When building a company, you often have to make sacrifices. There is never enough time, money, or talent to get everything done. Sure, you’d like to build your product the right way, but you’ve got to get something built quickly so you can raise money, or get new features out the door so you can land that big client. There’s no time to plan! We have to move fast! I get it.
Then one day, you’ve finally got your feet under you. You’ve gained some traction, you’ve got revenue coming in, and you’re growing quickly. You’ve been bootstrapping and hustling and crushing it. You’ve arrived.
Now you’re starting to notice something is off. Your engineers used to be able to crank out new features quickly, but they’re now missing deadlines, and they’re having a hard time telling you when things are going to get done. Things are breaking more often in production, and you feel like you’re constantly in fire-fighting mode. The system seems to be slowing down, and your users are complaining about performance and bugs. Your employees seem burned out, maybe you’ve even lost a few people, and your new hires are having a hard time getting up to speed.
You are now bogged down with technical debt. All those corners you cut to get where you are now are killing your productivity, your morale, and your business. You avoided paying the true cost of software development, and now the debt is due, with interest.
Almost every company I consult with suffers from this problem to some degree. A certain amount of technical debt is excusable, but you need to start paying it down, or your productivity will grind to a halt. Sure, it will add overhead, but as your team gains momentum by clearing the roadblocks, you’ll start seeing improvements in every area of your business. This is unavoidable, so you might as well get started now. Let’s discuss some of the critical areas where you’re likely not paying the true cost of software development, and some important steps you can take to get on the right track.
Development Process
“We do Scrum, sorta” is a phrase I hear with almost every client I meet. This typically means they use Jira to track tasks, and they time-box their work into sprints. Maybe at the end of the sprint they release to production. That’s about it.
Yet they are missing the single most critical aspect of agile development: the retrospective. The foundation of agile development is based on reflection and continuous improvement. Throw away every other aspect of Scrum, Kanban, or Mob. If you aren’t doing a retrospective after every sprint, you are never going to improve. Yes, it takes time, but if you aren’t investing in your growth, you will never grow.
An effective retrospective is a process of reflection, communication, brainstorming, and experimentation. We discuss what went well and what didn’t during the last sprint. We communicate our frustrations to each other in a constructive and honest way. We brainstorm ideas for tweaking the process or communication to improve, and we commit to experimenting with a new process during the next sprint. The ideas that fail are discarded, and the ideas that succeed are baked into the process going forward.
Requirements Definition
There is often a language barrier between product management and engineering. Product managers typically think in terms of user-benefits, while engineers think in terms of technical implementation. PMs think high level, while engineers are down in the weeds. This communication breakdown results in a lot of wasted time and effort to clearly define the goal and how it should be implemented in fine detail.
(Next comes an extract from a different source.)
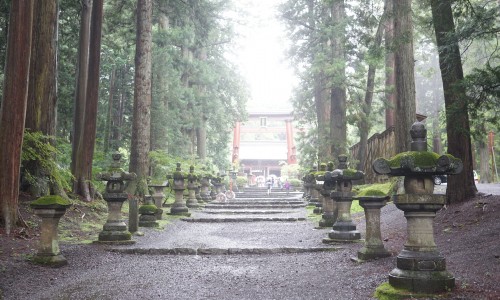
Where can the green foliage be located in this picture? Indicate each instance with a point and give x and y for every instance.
(50, 200)
(241, 181)
(38, 148)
Your PMs should capture the vision of the feature in an effective user story. They must then account for all the “what if” scenarios of various use cases. I typically follow the user story with a series of if-then statements that account for as many edge cases as possible. You should also include acceptance criteria, ideally in the form of a test case. While you certainly want to leave room for the developers to be creative, there should be no ambiguity about what success looks like.
Code Reviews
After the retrospective, the code review is the second most important ritual in software development. This is not just about walking through code line by line, it’s about explaining the user story, validating that it has real success criteria, demonstrating that it works correctly, and ensuring the code is up to standard.
My process for a code review looks like this:
- Describe the problem to be solved — Review the feature request and explain the purpose and objectives.
- Review success criteria — Review the test cases associated with the feature. Make sure there is a clear definition of “done”.
- Review the code — Explain the architecture and design. Look for adherence to coding standards and best-practices. Ensure the code is clean and well documented. Look for opportunities to improve architecture, modularity, security, and performance.
- Demonstrate the code — Show that the feature works as intended in a test environment. Walk through test cases and prove that the feature is functionally complete.
- Review test and deployment automation — Ensure that some level of test and deployment automation were developed to support the feature. Show that the automated tests are integrated into the CI/CD pipeline.
- Capture notes in the pull request and task — Paste the notes from your code review in the pull request and the original task as an audit trail that the code review was completed successfully.
Code Management
When I engage with new clients, one of the first areas where I look for disorganization is in the code repository. I’ve seen hundreds feature branches that haven’t been removed since inception. I’ve seen commits with no commit message. I’ve seen developers commit directly to master without a code review. I’ve seen developers working against revisions that are out of sync with production. The horror.. The horror!
For starters, use the Git Workflow. Every developer should create a new feature branch for each new story. When a feature is complete, it should be merged into a development branch. When a release is pushed to production, a release branch should be created as an artifact of that release. The feature branch should then be deleted after release.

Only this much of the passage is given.